映画の後半、ドイツのホテルで知り合った初老の女性学者がテレビに出演し、そこで「ふれあい」の大切さを説くのを見たイレーネが感動して、学者の泊まる部屋のドアの下から感動のメモを差し込むが、翌日、学者の姿が見えず、フロントで尋ねると実は、という展開になり、孤独なお一人様の現実をイレーネが痛感するエピソード。そして、同じくお一人様を通してきたかつての婚約者が恋人の妊娠をきっかけに家庭を持つ決意をするのを、イレーネは最初は素直に喜べずにいるが、最後には元婚約者とその恋人を祝福するエピソード。このあたりからラストまでのイレーネの変化、そして、人と人との「ふれあい」を大事にしながらお一人様として生きていこうとするイレーネの決意。このあたりは率直に感動できる。
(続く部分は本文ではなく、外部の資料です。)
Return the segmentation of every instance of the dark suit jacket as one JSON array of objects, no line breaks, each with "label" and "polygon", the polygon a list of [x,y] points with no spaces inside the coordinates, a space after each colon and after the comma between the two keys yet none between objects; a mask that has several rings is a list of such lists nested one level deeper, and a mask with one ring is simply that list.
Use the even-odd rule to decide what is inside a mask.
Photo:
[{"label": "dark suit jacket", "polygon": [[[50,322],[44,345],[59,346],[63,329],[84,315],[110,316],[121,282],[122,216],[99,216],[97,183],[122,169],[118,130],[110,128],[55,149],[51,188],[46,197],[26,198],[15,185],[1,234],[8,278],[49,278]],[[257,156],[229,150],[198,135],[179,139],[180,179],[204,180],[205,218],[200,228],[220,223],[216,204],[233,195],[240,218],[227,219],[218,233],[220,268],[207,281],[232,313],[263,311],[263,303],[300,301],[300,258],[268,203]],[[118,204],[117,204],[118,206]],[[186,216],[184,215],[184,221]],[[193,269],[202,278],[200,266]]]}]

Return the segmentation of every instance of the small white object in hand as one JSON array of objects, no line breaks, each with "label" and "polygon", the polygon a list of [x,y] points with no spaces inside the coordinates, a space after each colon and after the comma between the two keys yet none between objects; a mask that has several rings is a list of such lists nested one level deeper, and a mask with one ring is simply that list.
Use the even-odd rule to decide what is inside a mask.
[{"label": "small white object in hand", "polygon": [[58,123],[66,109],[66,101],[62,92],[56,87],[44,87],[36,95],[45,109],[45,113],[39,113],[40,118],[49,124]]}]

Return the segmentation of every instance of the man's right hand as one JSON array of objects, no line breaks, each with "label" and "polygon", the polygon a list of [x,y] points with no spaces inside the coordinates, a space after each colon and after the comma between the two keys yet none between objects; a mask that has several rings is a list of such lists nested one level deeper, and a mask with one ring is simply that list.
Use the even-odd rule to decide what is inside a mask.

監督のマリア・ソーレ・トニャッツイは、「自由というのは、何をあきらめるかを選択できること」と言っている(プレスシートより)。それはそのとおりなのだが、お一人様になることが何かをあきらめること、というのは、自分の生き方、考え方からすると、どうも受け入れがたい。でも、世間一般では、やはり、結婚して家庭を持ち、老後は家族に囲まれて、というのが普通で、お一人様はそれをあきらめることを選択した、ということになるのだろうな。もちろん、結婚のために何かをあきらめる人もいるわけだけど、この映画はやはり、お一人様が何かをあきらめる方に力点が置かれている気がする。映画自体はとてもいい映画だと思うけれど、そこがちょっとひっかかる。

そういえば、クリスマスイヴなのに特別なことは何もせず、というのがお一人様なのだな、と思ったけど、試写のあと、プールに行ったら、けっこう人がいたし、そのあと町に出てもみんな普通で、特別クリスマスっぽくなかったぞ。以前はクリスマスイヴの夜のプールはほとんど人がいなかったけど、イヴに特別なことをしない人が増えたのだろうか。